For graphical representation one a single graph, we need to keep only two PCs. But if we use it to reduce the dimension of our data set, or if we want to represent the data on several graphs, then we need to know how many components are needed to reach a certain level of variance. This can be achieved by looking at the eigenvalues (screeplot).

fviz_eig(wine_pca, addlabels = TRUE, ncp=11)
plt.figure(figsize=(10, 6))
plt.plot(range(1, 12), explained_variance * 100, 'o-')
plt.xticks(range(1, 12), [f"PC{i}" for i in range(1, 12)])
plt.xlabel("Principal Components")
plt.ylabel("Explained Variance (%)")
plt.title("Scree Plot")
plt.grid()
plt.show()

If we want to achieve \(75\%\) of representation of the data (i.e., of the variance of the data), we need 5 dimensions. This means that the three biplots below represent \(>75\%\) of the data (in fact \(84.6\%\)).

library(gridExtra)
p1 <- fviz_pca_biplot(wine_pca, axes = 1:2) 
p2 <- fviz_pca_biplot(wine_pca, axes = 3:4) 
p3 <- fviz_pca_biplot(wine_pca, axes = 5:6) 
grid.arrange(p1, p2, p3, nrow = 2, ncol=2)

Using PCA to represent clustering results

We now combine clustering and PCA: we make clusters and represent them on the map of the individuals.

First, we make a clustering (below \(k=4\) for the example). Then, we use the group (as factors) to color the individuals in the biplot.

wine_hc <- hclust(dist(wine[,-12], method = "manhattan"))
wine_clust <- cutree(wine_hc, k = 4)
fviz_pca_biplot(wine_pca,
             col.ind = factor(wine_clust))
from sklearn.cluster import AgglomerativeClustering
from matplotlib.cm import get_cmap
from matplotlib.patches import Patch

clustering = AgglomerativeClustering(n_clusters=4, metric='manhattan', linkage='average')
wine_clust = clustering.fit_predict(wine.iloc[:, :-1])

cmap = get_cmap("viridis", 4)
colors = cmap(np.array(wine_clust) / 3)

# Define legend labels based on cluster number
labels = ['Cluster {}'.format(i+1) for i in range(4)]

# Rescale the loading matrix
loading_matrix_rescaled = loading_matrix.div(loading_matrix.std())

plt.figure(figsize=(10, 10))
plt.scatter(wine_pca[0], wine_pca[1], c=colors, marker="o", s=100, alpha=0.7)

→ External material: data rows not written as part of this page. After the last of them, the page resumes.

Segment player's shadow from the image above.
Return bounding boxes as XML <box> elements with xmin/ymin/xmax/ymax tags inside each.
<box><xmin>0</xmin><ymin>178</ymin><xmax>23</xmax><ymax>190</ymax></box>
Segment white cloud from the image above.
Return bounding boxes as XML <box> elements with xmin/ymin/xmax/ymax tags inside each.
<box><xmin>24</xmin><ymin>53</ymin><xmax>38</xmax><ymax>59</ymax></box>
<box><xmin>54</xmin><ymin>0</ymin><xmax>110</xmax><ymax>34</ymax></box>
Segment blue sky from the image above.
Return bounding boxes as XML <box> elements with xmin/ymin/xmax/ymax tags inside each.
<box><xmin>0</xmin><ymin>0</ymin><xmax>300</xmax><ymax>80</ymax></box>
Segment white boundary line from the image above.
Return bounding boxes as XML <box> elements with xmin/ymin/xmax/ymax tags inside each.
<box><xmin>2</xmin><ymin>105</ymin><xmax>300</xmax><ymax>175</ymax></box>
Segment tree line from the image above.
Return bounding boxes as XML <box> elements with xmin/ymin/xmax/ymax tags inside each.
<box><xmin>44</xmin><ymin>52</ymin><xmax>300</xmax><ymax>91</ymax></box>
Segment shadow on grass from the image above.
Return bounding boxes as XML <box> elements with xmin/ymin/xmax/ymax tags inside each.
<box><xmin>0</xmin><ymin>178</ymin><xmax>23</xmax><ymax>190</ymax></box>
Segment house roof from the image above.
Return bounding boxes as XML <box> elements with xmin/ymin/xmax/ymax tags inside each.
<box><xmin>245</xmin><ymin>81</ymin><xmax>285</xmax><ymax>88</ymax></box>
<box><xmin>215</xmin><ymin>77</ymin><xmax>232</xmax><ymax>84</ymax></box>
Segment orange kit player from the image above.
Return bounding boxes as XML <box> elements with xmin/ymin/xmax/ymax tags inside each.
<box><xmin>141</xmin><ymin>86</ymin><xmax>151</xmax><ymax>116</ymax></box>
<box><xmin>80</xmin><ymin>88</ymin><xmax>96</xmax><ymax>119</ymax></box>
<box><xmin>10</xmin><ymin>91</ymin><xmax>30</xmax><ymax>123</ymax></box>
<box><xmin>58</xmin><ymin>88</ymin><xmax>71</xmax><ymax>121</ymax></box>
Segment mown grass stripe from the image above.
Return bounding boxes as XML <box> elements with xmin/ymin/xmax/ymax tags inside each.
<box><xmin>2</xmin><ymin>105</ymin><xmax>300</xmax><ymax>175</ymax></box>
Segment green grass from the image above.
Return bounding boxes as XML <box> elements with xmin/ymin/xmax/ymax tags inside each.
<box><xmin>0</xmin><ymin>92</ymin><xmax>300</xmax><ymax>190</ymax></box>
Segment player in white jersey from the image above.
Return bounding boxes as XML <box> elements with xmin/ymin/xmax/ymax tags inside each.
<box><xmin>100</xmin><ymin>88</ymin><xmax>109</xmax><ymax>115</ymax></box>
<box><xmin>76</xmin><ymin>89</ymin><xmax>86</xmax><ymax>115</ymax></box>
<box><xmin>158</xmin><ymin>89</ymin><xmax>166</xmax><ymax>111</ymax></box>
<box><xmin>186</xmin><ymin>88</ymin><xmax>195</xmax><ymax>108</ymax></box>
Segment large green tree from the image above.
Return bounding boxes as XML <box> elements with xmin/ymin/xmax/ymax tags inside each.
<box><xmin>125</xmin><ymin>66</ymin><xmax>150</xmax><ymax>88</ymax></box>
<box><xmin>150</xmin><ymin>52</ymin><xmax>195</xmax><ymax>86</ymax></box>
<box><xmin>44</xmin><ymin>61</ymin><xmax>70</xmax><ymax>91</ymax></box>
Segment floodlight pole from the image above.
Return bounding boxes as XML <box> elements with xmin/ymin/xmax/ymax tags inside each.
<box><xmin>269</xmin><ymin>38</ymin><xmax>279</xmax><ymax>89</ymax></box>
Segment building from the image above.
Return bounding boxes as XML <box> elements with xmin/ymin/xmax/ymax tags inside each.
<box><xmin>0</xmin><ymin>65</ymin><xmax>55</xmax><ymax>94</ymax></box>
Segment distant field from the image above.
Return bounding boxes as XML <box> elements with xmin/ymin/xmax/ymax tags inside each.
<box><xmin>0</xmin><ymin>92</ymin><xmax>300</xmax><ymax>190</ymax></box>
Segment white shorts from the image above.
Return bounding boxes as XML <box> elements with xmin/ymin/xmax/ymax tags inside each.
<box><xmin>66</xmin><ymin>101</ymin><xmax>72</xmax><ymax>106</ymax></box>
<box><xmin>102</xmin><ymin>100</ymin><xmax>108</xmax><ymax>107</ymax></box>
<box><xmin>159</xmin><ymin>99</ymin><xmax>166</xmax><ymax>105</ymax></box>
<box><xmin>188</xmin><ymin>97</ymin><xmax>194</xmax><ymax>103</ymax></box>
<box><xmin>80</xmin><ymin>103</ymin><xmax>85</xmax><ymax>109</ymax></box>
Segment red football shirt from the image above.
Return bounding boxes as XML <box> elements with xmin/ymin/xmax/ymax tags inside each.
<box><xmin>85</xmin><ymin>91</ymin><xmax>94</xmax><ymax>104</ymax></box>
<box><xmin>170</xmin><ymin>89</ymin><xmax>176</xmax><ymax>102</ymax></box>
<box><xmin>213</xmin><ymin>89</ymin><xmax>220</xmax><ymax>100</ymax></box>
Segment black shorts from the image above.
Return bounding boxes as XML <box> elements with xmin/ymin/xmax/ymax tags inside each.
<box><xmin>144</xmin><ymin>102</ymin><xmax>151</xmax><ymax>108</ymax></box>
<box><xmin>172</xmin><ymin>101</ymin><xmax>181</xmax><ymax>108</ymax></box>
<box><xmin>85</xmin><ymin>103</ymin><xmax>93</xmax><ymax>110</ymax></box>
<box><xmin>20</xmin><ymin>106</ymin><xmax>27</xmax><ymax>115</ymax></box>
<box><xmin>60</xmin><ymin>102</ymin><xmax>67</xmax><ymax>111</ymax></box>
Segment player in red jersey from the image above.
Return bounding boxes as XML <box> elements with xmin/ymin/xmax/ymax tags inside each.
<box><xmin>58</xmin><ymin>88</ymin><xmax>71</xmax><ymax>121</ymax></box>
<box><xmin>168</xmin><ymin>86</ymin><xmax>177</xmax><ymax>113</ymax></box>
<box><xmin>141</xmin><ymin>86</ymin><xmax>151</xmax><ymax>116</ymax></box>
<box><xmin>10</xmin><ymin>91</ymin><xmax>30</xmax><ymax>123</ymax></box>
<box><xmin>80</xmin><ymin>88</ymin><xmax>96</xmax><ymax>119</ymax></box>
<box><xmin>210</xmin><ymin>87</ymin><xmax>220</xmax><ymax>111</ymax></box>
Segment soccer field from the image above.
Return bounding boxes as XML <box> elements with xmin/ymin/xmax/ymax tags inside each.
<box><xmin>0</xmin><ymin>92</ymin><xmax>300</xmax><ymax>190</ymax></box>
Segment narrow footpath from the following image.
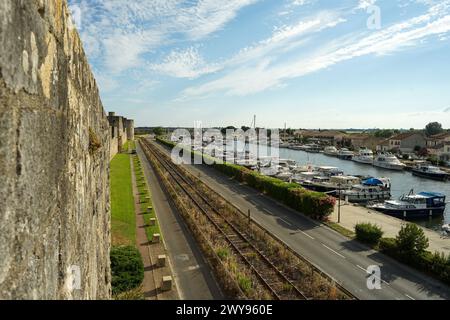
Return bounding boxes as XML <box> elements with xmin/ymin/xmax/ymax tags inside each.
<box><xmin>136</xmin><ymin>143</ymin><xmax>225</xmax><ymax>300</ymax></box>
<box><xmin>330</xmin><ymin>204</ymin><xmax>450</xmax><ymax>255</ymax></box>
<box><xmin>153</xmin><ymin>142</ymin><xmax>450</xmax><ymax>300</ymax></box>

for i, feature in enumerate(loading_matrix_rescaled.index):
    plt.arrow(0, 0, loading_matrix_rescaled.loc[feature, "PC1"], loading_matrix_rescaled.loc[feature, "PC2"], color="r", alpha=0.8)
    plt.text(loading_matrix_rescaled.loc[feature, "PC1"], loading_matrix_rescaled.loc[feature, "PC2"], feature, color="black", fontsize=12)

plt.xlabel("PC1")
plt.ylabel("PC2")
plt.title("PCA Biplot with Clusters")
plt.grid()

# Create legend patches and group them in a Legend instance
legend_patches = [Patch(color=cmap(i/3), label=labels[i]) for i in range(4)]
plt.legend(handles=legend_patches, title='', loc='upper right', bbox_to_anchor=(1.0, 1.0))

plt.show()

We can see that the clusters are almost separated by the dimensions:

  • Cluster 1: larger PC1 and PC2. That is, large pH (low acidity) and large density, residual sugar (low alcohol), etc.
  • Cluster 3: larger PC1 and smaller PC2: That is, larger alcohol (lower density and sugar) and large pH (low acidity).
  • Cluster 2 is fuzzier. Larger acidity (lower pH) and larger alcohol.
  • Cluster 4 is apparently linked to larger citric acidity.